Anthropic is launching one program to fund the development of new types of benchmarks capable of evaluating the performance and impact of AI models, including production models like Claude’s.
Anthropic’s program, unveiled Monday, will make payments to third-party organizations that can, as the company puts it in a blog post, “effectively measure advanced capabilities in artificial intelligence models.” Interested parties may submit applications for evaluation on a rolling basis.
“Our investment in these assessments is intended to elevate the entire field of AI security, providing valuable tools that benefit the entire ecosystem,” Anthropic wrote on its official blog. “Developing high-quality, safety-relevant assessments remains a challenge, and demand outstrips supply.”
As we’ve pointed out before, AI has a benchmarking problem. The most commonly cited AI benchmarks today do a poor job of capturing how the average human actually uses the systems under review. There are also questions about whether some benchmarks, particularly those released before the dawn of modern genetic artificial intelligence, even measure what they are supposed to measure, given their age.
The very high-level, harder-than-it-sounds solution proposed by Anthropic creates challenging benchmarks with an emphasis on AI security and social impact through new tools, infrastructure and methods.

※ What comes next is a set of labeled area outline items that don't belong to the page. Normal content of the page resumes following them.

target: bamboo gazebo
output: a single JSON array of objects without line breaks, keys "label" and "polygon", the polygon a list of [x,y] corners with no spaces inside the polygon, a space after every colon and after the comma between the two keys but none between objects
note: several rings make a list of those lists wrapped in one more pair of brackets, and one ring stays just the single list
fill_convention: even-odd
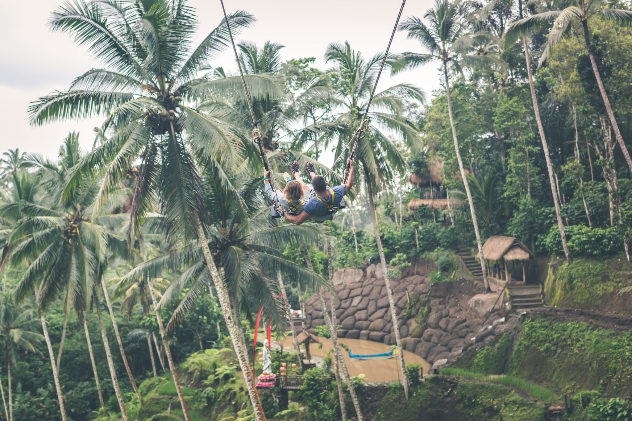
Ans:
[{"label": "bamboo gazebo", "polygon": [[[526,269],[535,256],[513,237],[492,235],[483,245],[487,271],[493,278],[506,282],[512,280],[512,272],[522,270],[521,282],[526,282]],[[507,263],[511,266],[509,270]],[[503,269],[504,270],[503,270]],[[504,275],[504,276],[503,276]]]},{"label": "bamboo gazebo", "polygon": [[296,335],[296,341],[299,344],[305,345],[305,355],[307,359],[303,360],[303,366],[307,368],[315,367],[316,362],[312,360],[312,354],[310,353],[310,343],[320,343],[318,337],[304,330]]}]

The company specifically requests tests that assess a model’s ability to perform tasks such as carrying out cyber attacks, “enhancing” weapons of mass destruction (e.g. nuclear weapons), and manipulating or deceiving people (e.g. via deepfakes or disinformation). For AI risks related to national security and defense, Anthropic says it’s committed to developing some kind of “early warning system” to identify and assess risks, though it didn’t reveal in the blog post what it might to imply such a system.
Anthropic also says it intends its new program to support benchmark research and “end-to-end” work that explores the potential of artificial intelligence to aid scientific study, converse in multiple languages, and mitigate entrenched biases. as well as toxicity self-censoring.
To achieve all this, Anthropic envisions new platforms that allow subject matter experts to develop their own assessments and large-scale model tests involving “thousands” of users. The company says it has hired a full-time coordinator for the program and may buy or expand projects it believes have the potential to scale.
“We offer a range of financing options tailored to the needs and stage of each project,” Anthropic writes in the post, though an Anthropic spokesperson declined to elaborate on those options. “Teams will have the opportunity to interact directly with Anthropic domain experts from the frontier red team, detail, trust and security and other relevant teams.”
Anthropic’s effort to support new AI benchmarks is commendable — assuming, of course, that there’s enough cash and manpower behind it. But given the company’s commercial ambitions in the AI race, it may be hard to fully trust.
In the blog post, Anthropic is rather transparent about the fact that it wants some of the assessments it funds to align with AI Security Classifications the developed (with some input from third parties, such as the non-profit AI research organization METR). This is within the company’s prerogative. But it may also force applicants to the program to accept definitions of “safe” or “dangerous” AI with which they may not agree.
A portion of the AI community is also likely to take issue with Anthropic’s references to “catastrophic” and “misleading” AI risks, such as the dangers of nuclear weapons. Many experts let’s just say there’s little evidence to suggest that AI as we know it will achieve global human-surpassing capabilities anytime soon, if ever. Claims of impending “superintelligence” only serve to draw attention away from pressing AI regulatory issues of the day, such as AI’s hallucinatory tendencies, these experts add.
In its post, Anthropic writes that it hopes its program will serve as a “catalyst for progress toward a future where comprehensive AI assessment is an industry standard.” This is a mission that many have opened, corporate-unaffiliated efforts to create better AI benchmarks can be identified. But it remains to be seen whether those efforts are willing to join forces with an AI vendor whose loyalty ultimately rests with shareholders.